Isn’t poetry ever “a good read”? Entertainment Weekly has published a list of “The New Classics: The 100 Best Reads From 1983 to 2008”
www.ew.com/ew/article/0,,20207076_20207387_20207349,00.html that I wrote about earlier today. An obvious omission deserves a post of its own: EW includes no poetry on its list of the “100 Best.”
My choices for the list would include Collected Poems: Philip Larkin (1989) by Philip Larkin and Anthony Thwaite, Richard Wilbur: Collected Poems 1943–2004 (2004) by Richard Wilbur and Late Wife: Poems (2005) by Claudia Emerson. What others should have appeared on it?

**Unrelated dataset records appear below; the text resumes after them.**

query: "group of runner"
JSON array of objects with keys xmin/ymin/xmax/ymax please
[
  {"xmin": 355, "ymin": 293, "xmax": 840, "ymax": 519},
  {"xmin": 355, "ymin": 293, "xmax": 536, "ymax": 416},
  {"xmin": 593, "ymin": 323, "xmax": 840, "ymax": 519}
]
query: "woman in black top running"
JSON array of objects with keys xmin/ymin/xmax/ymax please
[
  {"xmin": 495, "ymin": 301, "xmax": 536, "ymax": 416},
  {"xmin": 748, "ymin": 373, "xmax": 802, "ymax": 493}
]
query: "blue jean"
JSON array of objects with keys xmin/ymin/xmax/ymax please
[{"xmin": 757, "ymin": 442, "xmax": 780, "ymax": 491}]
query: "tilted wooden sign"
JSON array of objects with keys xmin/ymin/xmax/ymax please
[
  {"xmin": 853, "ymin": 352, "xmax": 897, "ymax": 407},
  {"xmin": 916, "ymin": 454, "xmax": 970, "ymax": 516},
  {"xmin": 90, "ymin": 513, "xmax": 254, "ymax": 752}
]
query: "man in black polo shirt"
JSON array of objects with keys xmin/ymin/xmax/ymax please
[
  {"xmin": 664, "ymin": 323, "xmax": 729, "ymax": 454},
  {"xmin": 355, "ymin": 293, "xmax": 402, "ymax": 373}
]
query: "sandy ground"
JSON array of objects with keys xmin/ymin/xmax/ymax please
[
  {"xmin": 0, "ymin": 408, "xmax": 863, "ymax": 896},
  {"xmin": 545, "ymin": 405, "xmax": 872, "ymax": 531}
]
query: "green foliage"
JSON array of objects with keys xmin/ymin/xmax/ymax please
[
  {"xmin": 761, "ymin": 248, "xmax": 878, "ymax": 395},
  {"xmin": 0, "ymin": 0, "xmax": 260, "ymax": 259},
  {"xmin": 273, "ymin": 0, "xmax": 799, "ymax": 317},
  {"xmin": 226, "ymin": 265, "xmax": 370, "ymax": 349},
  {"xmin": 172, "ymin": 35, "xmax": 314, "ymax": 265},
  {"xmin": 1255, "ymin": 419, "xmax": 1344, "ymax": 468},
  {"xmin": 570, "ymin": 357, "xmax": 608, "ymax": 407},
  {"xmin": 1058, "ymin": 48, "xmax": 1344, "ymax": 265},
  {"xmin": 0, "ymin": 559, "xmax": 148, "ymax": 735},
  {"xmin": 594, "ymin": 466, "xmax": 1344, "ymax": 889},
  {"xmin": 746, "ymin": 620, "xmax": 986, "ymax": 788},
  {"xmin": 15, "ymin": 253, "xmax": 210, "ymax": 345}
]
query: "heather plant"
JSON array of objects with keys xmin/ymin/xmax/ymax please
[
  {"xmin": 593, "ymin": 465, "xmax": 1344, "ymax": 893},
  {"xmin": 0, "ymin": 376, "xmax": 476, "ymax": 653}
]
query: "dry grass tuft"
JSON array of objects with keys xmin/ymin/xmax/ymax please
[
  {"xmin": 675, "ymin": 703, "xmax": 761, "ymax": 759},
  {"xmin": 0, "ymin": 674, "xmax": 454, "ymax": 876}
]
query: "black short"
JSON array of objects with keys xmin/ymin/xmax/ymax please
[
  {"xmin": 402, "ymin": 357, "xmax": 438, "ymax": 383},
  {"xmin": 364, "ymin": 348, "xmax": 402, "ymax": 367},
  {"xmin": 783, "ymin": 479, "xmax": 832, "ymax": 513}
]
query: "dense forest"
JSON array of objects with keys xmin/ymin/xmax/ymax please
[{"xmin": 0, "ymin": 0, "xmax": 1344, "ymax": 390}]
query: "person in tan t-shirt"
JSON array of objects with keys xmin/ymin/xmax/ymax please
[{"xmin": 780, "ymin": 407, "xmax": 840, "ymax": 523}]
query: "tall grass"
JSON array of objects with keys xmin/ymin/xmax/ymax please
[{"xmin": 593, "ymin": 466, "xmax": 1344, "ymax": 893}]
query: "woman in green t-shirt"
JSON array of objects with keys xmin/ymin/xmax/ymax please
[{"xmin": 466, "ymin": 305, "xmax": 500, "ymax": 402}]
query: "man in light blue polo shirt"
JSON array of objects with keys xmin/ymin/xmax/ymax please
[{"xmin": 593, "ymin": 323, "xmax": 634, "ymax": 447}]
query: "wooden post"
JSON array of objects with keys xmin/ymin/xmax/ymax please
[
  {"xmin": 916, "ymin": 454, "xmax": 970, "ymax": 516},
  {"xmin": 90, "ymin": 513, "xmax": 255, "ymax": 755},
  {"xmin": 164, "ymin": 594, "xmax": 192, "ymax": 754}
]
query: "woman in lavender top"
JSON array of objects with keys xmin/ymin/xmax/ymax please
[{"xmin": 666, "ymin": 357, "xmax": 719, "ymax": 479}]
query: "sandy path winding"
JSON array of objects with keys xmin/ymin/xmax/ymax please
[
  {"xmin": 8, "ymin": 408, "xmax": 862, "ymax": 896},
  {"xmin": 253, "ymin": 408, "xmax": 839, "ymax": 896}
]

How many of you, for example, would like to send EW Larkin’s “This Be the Verse,” which begins: “They fuck you up, your mum and dad. / They may not mean to, but they do.”? Many sites purport to give the full text of the poem, but because most of those I looked at are either misquoting or plagiarizing it, I won’t link to them. But “This Be the Verse” appears in the Collected Poems, which is widely available at bookstores and libraries.
Update at 3 p.m.: Just to give a more prominent place to a point I make in the comments on this post: EW might have acknowledged the existence of poetry by listing Dr. Seuss’s Oh, the Places You’ll Go! (1990). I dislike the oxymoronic phrase “instant classic” — which I have criticized on this site — but if ever a book has proved that it deserves it, it’s this one. I left Oh, the Places You’ll Go off my earlier post only because many Dr. Seuss books are better, including Horton Hatches the Egg.